I am thinking today of my friends who have said good-bye to loved ones in 2015, and are about to enter a year that their lost companions will never experience. For those gone to their sleep, 2015 was the conclusion of their road – a way station to somewhere else. We all have that final year waiting to be inscribed on our own memorials. But unless we are very unlucky today, 2015 will not be it.

My husband was a newshound. Almost as long as I knew him, at 7:30 the NBC Nightly News was his focus for half an hour. Nothing else intruded. He watched other news media as well, but for some reason that was his favourite as he grew older. He also enjoyed CNN. If a breaking story caught his attention, he’d turn to various sources for updates. At the supper hour, Canadian channels predominated – CTV or ATV, CBC, Global. The daily paper then supplied more in-depth coverage of stories already known.
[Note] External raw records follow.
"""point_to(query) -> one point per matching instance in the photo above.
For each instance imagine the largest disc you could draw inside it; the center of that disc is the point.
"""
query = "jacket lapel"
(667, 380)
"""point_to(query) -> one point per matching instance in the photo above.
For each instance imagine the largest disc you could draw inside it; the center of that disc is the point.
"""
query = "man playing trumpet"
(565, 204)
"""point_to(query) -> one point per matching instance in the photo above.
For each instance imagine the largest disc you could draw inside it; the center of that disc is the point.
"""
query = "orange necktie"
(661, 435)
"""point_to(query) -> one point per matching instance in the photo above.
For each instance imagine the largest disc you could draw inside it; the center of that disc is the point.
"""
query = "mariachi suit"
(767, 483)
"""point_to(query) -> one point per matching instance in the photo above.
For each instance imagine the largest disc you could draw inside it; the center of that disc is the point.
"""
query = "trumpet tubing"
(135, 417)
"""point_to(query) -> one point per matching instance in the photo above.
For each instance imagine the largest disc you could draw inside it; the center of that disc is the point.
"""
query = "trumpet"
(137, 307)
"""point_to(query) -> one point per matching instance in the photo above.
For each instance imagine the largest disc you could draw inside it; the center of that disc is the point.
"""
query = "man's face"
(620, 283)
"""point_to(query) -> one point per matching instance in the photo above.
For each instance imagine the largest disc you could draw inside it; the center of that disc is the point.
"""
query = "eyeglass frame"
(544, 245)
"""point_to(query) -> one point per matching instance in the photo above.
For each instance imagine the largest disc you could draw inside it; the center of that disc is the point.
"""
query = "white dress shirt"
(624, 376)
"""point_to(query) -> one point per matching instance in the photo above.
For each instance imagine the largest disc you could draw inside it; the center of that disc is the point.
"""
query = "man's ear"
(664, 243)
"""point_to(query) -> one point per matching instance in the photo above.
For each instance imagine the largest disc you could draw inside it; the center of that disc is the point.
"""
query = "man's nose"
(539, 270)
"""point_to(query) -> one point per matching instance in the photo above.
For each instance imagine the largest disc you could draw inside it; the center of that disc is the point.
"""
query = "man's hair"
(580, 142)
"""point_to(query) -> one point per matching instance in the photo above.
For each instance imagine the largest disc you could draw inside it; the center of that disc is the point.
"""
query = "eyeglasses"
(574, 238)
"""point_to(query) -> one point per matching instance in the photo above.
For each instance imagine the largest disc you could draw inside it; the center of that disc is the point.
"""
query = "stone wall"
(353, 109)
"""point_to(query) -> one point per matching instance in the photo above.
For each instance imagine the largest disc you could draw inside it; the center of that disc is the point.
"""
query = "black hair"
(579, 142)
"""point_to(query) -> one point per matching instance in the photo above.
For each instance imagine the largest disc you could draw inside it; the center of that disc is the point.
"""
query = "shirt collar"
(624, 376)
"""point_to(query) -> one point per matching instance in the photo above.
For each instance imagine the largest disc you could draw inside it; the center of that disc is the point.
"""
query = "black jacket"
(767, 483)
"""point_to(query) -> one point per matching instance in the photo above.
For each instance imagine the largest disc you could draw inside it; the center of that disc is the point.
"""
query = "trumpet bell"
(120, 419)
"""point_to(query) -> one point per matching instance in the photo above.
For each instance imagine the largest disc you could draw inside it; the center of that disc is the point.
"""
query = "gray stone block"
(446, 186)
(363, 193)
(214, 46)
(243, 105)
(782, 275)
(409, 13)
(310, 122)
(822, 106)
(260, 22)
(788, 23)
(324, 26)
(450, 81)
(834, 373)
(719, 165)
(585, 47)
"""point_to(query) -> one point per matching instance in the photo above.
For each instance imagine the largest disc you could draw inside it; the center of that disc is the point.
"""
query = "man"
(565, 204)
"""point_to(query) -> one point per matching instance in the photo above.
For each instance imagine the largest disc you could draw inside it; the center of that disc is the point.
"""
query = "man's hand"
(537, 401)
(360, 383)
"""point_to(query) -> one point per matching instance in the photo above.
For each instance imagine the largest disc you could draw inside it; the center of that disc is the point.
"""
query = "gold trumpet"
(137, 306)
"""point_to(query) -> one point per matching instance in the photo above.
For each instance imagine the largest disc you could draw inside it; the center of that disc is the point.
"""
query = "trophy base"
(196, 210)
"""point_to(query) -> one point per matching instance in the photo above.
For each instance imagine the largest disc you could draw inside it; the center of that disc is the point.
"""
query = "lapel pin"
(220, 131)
We were a well-informed family.

When he was hospitalized at the end, I arranged for TV rental. However, he hardly glanced at the news broadcasts, and I realized then how very ill he was. He had detached himself from the world around him. Letting go of ongoing events seemed so uncharacteristic of the man. Now, looking back, I understand that he had no further need to follow these situations. He knew it wouldn’t matter and that time, for him, was about to stop. I would have to pursue the developing stories on my own. I have not watched NBC Nightly News since then.

How he would have loved the Justin Trudeau groundswell, the election, the excitement of transition! How he would have relished the endless debates about everything from Syrian refugees to the faltering Yarmouth ferry service to the plans for Mother Canada! He would have wept for Paris and Ankara and San Bernardino. He would have recalled his own arrival through Pier 21 as the Syrian newcomers were welcomed to Halifax. He’d now be tracing the rise of Donald Trump. shaking his head in disbelief, and poring over TIME magazine for each election installment. But for him, “now” only goes as far as April 21, 2015. Whatever has come next, I cannot know.

So what is time, anyway? Is it linear? I don’t think so, nor do the great temporal physicists like Stephen Hawking and Albert Einstein, but we have to make it that way so our human brains can comprehend its passage. We assign numbers to the line and mark our progress by referring to them. But the whole idea of time is inherently a comparison between various states of existence that constantly change. If the universe were static – motionless – would we still measure time or even think about it? Would it matter? New Year’s Eve would become rather irrelevant, I should imagine. We’d be buying our champagne and sparklers just for the heck of it.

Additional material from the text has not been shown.